I am reading Derek Flood’s Healing the Gospel and have been riveted by his discussion of sin. He suggests that for too long Christians have held a forensic understanding of sin when what we need is a medical model. The forensic model sees us as sinners deserving of punishment and focuses on Jesus as the One who rescues us from the penalty of sin, where the medical model sees us as sinners in need of healing and focuses on Jesus as delivering us from the power of sin.
My default approach has long been the forensic one. We willfully do things that harm others, ourselves and creation and will be called to account for it. I continue to believe this to be true.

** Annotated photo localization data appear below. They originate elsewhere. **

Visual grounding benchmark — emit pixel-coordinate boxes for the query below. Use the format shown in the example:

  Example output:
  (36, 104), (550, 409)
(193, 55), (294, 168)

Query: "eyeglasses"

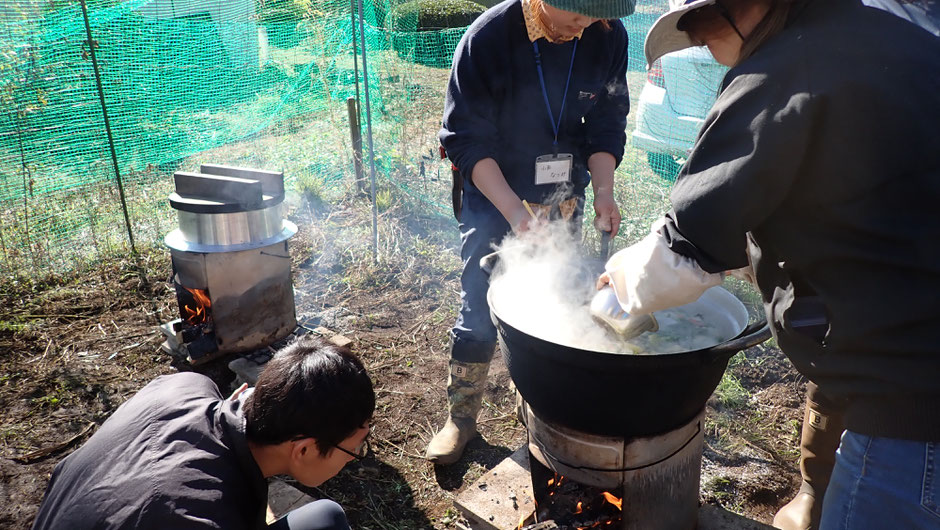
(714, 2), (745, 40)
(334, 426), (372, 460)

I don’t want to jettison the forensic model, but I think Flood is correct to say we need to place far greater emphasis on the medical model. This model recognises the language in the New Testament about being caught up in the power of sin. Human beings are not only perpetrators of sin but victims of it. Sin is an oppressive power that leaves us broken, oppressed, unable to do the good we want. Sin creates systems of power – economic, social, political, cultural – that trap us, hurt us, hold us back from flourishing. This is why Jesus liberated those tormented by demons, forgave the sinner, healed the sick. Here the emphasis is not on culpability but freedom from that which oppresses, holds us back.

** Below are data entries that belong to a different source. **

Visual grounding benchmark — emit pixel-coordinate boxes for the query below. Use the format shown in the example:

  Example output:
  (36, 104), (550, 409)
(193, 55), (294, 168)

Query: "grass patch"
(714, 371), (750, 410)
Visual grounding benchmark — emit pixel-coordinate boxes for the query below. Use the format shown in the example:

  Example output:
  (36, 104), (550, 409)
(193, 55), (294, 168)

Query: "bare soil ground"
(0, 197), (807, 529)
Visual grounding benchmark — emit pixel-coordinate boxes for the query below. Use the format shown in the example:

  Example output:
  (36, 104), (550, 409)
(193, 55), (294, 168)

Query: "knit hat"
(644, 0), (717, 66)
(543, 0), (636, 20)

When I was younger I read a book by JC Ryle called “Holiness”. Ryle bought into the concept of original sin, that we are hopeless sinners possessed of a nature that is prone to sin. In one memorable passage he describes the parents of a newborn caught up with love for their baby gushing about how beautiful and innocent the child is. Ryle retorts that this baby is no angel but a little sinner prone to evil.
A medical model thinks not in terms of original sin, but original goodness. We are amazing beings created in the image of God. We can’t help but be inclined to love, kindness, generosity. Sin distorts the ways we express this – eg we direct great love to our children while we neglect the poor Indian child – but as Christ changes us we love in ways more and more after the love of God.
At the end of the day I want to hold onto both models. I am both a perpetrator and a victim of sin. Nonetheless, I find the medical model really does frame the gospel as good, hopeful news. May there be more of it.